Anyway, Puri (known to his friends and family as “Chubby,” his employees as “Boss”) has two clients in this particular book – neither of which seems to appreciate the fact that he's not the agency's sole focus. One client – a retired army general of some prominence, wants a background check on his granddaughter's fiancé – the wedding is weeks away and the general is sure something's wrong with him.
The second client has a trickier case – he's a lawyer with a track record of helping the lower classes and exploited, with an eye to environmental issues. A servant girl who had been working a few months for his family took off unexpectedly (with money owed her), but they didn't really give it any thought. Months later, he's being investigated (and, minor spoiler, but fairly obvious), and eventually charged with, her murder.

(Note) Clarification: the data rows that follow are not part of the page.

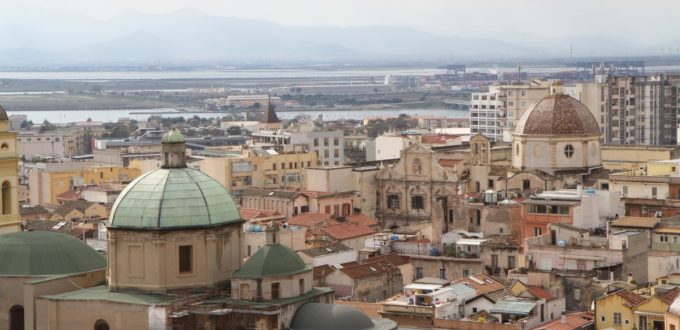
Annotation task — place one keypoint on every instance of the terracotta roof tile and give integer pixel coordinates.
(636, 222)
(347, 230)
(540, 293)
(369, 269)
(371, 310)
(482, 283)
(669, 296)
(309, 219)
(631, 298)
(575, 321)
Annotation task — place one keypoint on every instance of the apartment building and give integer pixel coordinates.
(260, 169)
(496, 112)
(634, 109)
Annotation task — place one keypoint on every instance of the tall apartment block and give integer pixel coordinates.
(496, 112)
(634, 109)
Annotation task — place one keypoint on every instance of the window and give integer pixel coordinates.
(276, 290)
(185, 254)
(537, 231)
(393, 201)
(101, 325)
(6, 198)
(240, 167)
(245, 291)
(417, 202)
(16, 317)
(642, 325)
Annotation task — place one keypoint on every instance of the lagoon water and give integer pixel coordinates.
(68, 116)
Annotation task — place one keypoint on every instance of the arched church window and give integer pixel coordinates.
(101, 325)
(16, 317)
(6, 199)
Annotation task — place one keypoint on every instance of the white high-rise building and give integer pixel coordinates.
(496, 112)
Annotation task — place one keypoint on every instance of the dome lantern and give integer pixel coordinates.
(173, 149)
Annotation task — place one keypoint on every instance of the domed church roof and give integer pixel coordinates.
(312, 316)
(558, 114)
(173, 198)
(39, 253)
(173, 136)
(3, 113)
(272, 260)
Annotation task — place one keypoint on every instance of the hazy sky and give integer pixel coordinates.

I know next to nothing about the Indian legal system, police workings, but a little more about the culture (let me stress the “little” there) – so this was all interesting and foreign to me. The widespread expectation – and acceptance – of corruption, bribery, and so on was pretty surprising. I realize that's par for the course in some parts of the world, but for some reason, I didn't think India would be one of those parts. The food, the economics, the convictions and conventions related to marriage, that sort of thing – yeah, I was prepared for that, just not the widespread bribery. Makes the Favor Bank in The Bonfire of the Vanities look like daycare.

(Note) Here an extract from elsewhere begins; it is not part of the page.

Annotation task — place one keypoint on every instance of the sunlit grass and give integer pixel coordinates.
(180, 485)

There's nothing for the reader to do with the background check case other than watch the way that the agency works – and the allies they utilize. There's nothing really for the reader to pick up on to “solve” with the detective. But we do get to see the stealthy, quiet, un-hurried approach they take – despite the client's expectations. Thankfully (for the way my brain works, anyway), there was plenty to chew on with the missing servant – and it was a pretty easy solution. But the way that Puri went about solving it, and the red herrings that were thrown in the way were well done and unique to this series and setting. I really appreciated the way this was constructed.

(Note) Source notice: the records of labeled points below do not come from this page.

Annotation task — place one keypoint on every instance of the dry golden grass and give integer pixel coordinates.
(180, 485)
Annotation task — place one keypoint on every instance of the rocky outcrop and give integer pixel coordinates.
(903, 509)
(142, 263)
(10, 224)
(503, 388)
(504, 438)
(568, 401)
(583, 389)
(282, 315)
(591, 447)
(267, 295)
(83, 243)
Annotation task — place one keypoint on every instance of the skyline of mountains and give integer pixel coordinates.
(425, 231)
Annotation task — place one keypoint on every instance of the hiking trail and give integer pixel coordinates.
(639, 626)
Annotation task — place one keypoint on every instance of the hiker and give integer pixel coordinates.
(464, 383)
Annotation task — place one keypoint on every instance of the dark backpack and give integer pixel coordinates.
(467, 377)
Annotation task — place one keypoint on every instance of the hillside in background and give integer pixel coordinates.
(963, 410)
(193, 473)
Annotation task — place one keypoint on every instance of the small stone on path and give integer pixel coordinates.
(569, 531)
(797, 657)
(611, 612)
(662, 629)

The narration has some fun at Puri's expense – both directly, and though the thoughts of his employees and mother. He needs to diet, he's prone to self-aggrandizement – but he's good at his job, and that's allowed to show forth, too. Beyond Puri, we don't get to know anyone as a character really – little flashes of personality and backstory here and there, but nothing like a fully fleshed out character. But I don't think that's the kind of story that Hall is looking to tell here.
Amusing, clever, moved along nicely and was an interesting take on a culture I know nowhere near enough about – I'll be back for another.